Complete catch-up growth is
often not achieved after treatment.
Reprinted from Eating Disorders Review
November/December 2012 Volume 23, Number 6
©2012 Gürze Books
Restriction of food during anorexia nervosa (AN) can affect growth, but few studies have traced growth patterns out to final adult height in AN patients. Researchers at Chaim Sheba Medical Center, Ramat Ghan, Israel, have described their findings after studying 61 female adolescent AN patients who were hospitalized in an inpatient eating disorders department from January 1987 through December 1999. The patients’ heights were measured at admission and thereafter routinely during hospitalization and for from 2 to 10 years afterward (PLOS ONE 2012; 7:e4550504). Premorbid height data were available for 29 of these women.

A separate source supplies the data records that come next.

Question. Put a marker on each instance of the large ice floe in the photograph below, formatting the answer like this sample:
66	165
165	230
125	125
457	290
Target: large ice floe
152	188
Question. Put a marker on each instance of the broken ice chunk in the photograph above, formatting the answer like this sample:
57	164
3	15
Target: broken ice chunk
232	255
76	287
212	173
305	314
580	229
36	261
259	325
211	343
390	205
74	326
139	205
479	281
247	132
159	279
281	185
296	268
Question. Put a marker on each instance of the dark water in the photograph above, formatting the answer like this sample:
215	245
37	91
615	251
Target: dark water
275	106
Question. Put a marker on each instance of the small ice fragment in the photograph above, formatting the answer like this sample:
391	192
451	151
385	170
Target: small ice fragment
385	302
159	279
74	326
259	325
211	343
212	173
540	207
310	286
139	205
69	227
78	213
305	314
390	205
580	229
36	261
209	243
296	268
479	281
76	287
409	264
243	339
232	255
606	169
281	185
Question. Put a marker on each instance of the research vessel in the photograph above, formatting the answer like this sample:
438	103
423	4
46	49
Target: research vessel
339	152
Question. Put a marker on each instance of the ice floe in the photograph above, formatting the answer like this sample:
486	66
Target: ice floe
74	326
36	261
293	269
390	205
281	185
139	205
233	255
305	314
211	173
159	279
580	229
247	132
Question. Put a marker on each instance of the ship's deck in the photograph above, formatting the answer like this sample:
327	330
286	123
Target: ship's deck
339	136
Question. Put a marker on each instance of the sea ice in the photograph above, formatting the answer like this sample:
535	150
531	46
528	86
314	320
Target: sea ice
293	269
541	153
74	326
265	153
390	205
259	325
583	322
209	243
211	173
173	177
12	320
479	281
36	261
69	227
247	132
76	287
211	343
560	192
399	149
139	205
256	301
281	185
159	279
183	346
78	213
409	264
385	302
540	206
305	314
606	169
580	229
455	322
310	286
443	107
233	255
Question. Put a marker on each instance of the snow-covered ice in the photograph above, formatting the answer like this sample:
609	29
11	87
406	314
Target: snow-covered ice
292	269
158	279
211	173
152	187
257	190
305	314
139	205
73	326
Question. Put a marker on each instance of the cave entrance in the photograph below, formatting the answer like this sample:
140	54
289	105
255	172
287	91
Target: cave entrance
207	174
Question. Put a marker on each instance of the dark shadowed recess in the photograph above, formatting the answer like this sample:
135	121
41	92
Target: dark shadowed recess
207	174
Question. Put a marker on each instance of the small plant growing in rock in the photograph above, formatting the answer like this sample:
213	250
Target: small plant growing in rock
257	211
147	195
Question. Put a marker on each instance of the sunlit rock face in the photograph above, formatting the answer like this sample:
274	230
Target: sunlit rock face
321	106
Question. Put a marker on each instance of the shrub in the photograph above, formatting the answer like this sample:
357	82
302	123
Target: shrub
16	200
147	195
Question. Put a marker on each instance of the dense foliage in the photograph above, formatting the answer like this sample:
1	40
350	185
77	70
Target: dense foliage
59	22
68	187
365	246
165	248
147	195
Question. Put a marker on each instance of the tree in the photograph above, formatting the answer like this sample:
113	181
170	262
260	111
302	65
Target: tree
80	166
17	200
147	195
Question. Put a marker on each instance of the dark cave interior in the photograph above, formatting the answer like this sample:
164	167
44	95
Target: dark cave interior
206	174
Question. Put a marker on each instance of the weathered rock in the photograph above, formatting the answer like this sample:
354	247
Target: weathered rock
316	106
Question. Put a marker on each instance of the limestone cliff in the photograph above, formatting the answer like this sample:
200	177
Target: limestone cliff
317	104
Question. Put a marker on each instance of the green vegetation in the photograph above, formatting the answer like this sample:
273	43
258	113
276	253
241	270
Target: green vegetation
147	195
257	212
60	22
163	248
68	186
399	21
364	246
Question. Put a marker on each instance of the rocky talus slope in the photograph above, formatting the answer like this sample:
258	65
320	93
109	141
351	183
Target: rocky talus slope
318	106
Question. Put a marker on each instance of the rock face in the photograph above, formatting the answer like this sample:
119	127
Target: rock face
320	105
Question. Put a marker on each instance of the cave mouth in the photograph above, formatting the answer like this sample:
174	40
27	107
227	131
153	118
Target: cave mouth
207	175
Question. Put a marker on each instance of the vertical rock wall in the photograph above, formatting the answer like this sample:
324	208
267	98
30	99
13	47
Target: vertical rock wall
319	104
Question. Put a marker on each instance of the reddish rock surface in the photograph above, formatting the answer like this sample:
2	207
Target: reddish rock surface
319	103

The mean age on admission was 16.6 years, mean body mass index (BMI, kg/m2) was 15.7, and the mean age at menarche was 12.7 years. During hospitalization the average weight gain was almost 17 lb. During hospitalization and weight rehabilitation, the extent of growth impairment was more severe among patients admitted at an age of 13 years of younger, compared to patients admitted at an older age. This pattern was true at admission and at discharge as well. In addition, patients admitted less than one year after menarche had more severe growth impairment on admission than did patients admitted more than 1 year after menarche.
Final height data were available for 69 patients, or 32.7% of the women. Three of the original cohort of 211 women had died. On admission, the mean height of 69 patients was significantly lower than expected for a normal population, and although height standard deviation scores (SDS) increased during hospitalization, it was still significantly lower than expected in a normal population:-0.258 SDS.
What factors affected catch-up growth and final height?
Dr. Dalit Modan-Moses and colleagues had hypothesized that patients who were admitted for treatment of AN less than 1 year after they had reached menarche would have stronger catch-up growth. They feel that one reason that this did not happen could be that some of the older patients might have already achieved most of their linear growth prior to the onset of their illness. Although weight restoration led to accelerated linear growth and improved height SDS during hospitalization, complete catch-up growth was not achieved and the mean final height SDS was significantly lower than expected and not significantly different from height SDS at admission. Also, patients with greater malnutrition at admission had less catch-up growth.
Correlating weight and height led to delayed diagnosis
The researchers note that the occurrence of growth impairment in their patients well before they were hospitalized suggested that the diagnosis of AN had been considerably delayed. The authors hypothesize that weight loss in the patients may have been masked by their reduced height. Once growth retardation occurs, the severity of malnutrition may actually be underestimated because weight is related to the “stunted” height rather than to the pre-morbid projected height, resulting in a weight per height /BMI that seems reasonable. In addition, growth impairment may not have been recognized in adolescents whose heights were in the upper percentiles. In one patient, her measured height shifted from her original 90th height percentile to the 50th height percentile well before her illness was noticed. After all, she seemed normal in comparison to her peers. The authors also noted that several hormonal changes may contribute to growth retardation in AN. These include low thyroxine and triiodythyronine levels, elevated cortisol levels, and low sex hormone levels. Leptin levels were also of interest: the authors point out that leptin may act as a skeletal growth factor and can induce longitudinal growth. Since leptin levels are low in underweight AN patients and increase with refeeding, it is possible that hypoleptinemia may contribute to growth retardation in AN. In turn, increased leptin levels as weight is restored may contribute to catch-up growth.
A missed diagnosis may help compromise final height
The serious repercussions from missing a diagnosis of AN, particularly in pre-adolescent females, can include severe malnutrition and compromised final height. Since AN is associated with irreversible multi-organ damage, including brain atrophy, osteoporosis and major adverse obstetric outcomes, the authors postulate that stunting of growth should be viewed as a measurable maker of hidden tissue injury. They point out that patients admitted at a younger age, with seemingly significant growth potential, had the worst outcome and that prolonged malnutrition arising at, but not diagnosed during, early adolescence that continues around the critical time of peak height growth velocity, may interfere with growth and result in irreversible growth stunting, despite the delay in skeletal maturity.
The authors also outlined some limitations of their study. Only inpatient AN female adolescents were included, so that findings cannot be generalized to less severe forms of AN. In addition, the study did not include matched controls, and final height data were available for only a third of the original cohort of 211 women. The study also did not record Tanner states of sexual development, bone age studies, parental heights, or results of lab tests.